For recorded music, the dimensions are air pressure amplitude and time: and for composed music the dimensions are frequency and time. We explore some approaches for how one can play with these dimensions, for example using fractal patterns with partial dimensions, so that issues like tempo become undefined, and the length of music become ambiguous.
The show includes explanations / illustrations of how to make deliberate fractal patterns in music, Fourier transform music and even a straightfoward explanation of white noise. (These are really not hard, and I'd like to think I explain them with minimal jargon.)
Exploring this direction, I have prepared some math music:
The variations on Chopin's Minute Waltz uses integrals, derivatives, averages, and more.

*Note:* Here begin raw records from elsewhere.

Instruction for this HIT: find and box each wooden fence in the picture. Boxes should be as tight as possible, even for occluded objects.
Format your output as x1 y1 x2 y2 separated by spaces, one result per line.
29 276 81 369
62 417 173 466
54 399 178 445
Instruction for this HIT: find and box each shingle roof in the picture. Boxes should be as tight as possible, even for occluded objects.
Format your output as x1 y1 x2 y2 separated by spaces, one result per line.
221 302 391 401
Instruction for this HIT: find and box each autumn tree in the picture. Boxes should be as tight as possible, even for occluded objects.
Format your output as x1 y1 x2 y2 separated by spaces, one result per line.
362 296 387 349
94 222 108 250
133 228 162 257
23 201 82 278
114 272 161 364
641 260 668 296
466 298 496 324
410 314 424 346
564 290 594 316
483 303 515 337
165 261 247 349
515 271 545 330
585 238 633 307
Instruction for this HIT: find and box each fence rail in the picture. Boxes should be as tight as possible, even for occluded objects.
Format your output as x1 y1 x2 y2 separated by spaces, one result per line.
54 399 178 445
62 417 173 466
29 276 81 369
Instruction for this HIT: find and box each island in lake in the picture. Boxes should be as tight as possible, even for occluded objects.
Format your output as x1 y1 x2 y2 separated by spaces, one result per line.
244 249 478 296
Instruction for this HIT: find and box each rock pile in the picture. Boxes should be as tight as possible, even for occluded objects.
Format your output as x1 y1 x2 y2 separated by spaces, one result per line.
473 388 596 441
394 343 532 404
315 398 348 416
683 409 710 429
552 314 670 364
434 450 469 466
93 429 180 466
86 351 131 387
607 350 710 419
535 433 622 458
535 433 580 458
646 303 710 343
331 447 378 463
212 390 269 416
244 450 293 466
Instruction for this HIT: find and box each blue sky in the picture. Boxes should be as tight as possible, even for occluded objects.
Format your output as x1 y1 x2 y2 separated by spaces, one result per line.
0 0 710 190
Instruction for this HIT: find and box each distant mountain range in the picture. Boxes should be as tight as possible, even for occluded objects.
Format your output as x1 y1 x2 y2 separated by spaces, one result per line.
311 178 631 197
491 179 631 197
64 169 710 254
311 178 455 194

My third string quartet, "The Essential" consists of mathematical variations on the second movement of Arnold Schoenberg’s Second Quartet, and can be heard and the score downloaded from the Scores page. It includes a derivative movement, an integral (very short), a fractal movement, and a Fourier transform.
Olivia Porphyria, a fractal on Haydn's name, from Organum can also be heard and the score downloaded from the Scores page at www.davesoldier.com
Here are scores for two other fractal pieces for trombone and two guitars, Fractal on the Name of Haydn (http://davesoldier.com/scores/FractalHaydn4.30.Frets.pdf) and Fractal on the Name of Bach (http://davesoldier.com/scores/FractalBach4.30.pdf). For clarity, though, I advise starting with the Fractal Variation in "The Essential Quartet" (see score page) which is easier to follow and is essentially equivalent to a Koch snowflake pattern.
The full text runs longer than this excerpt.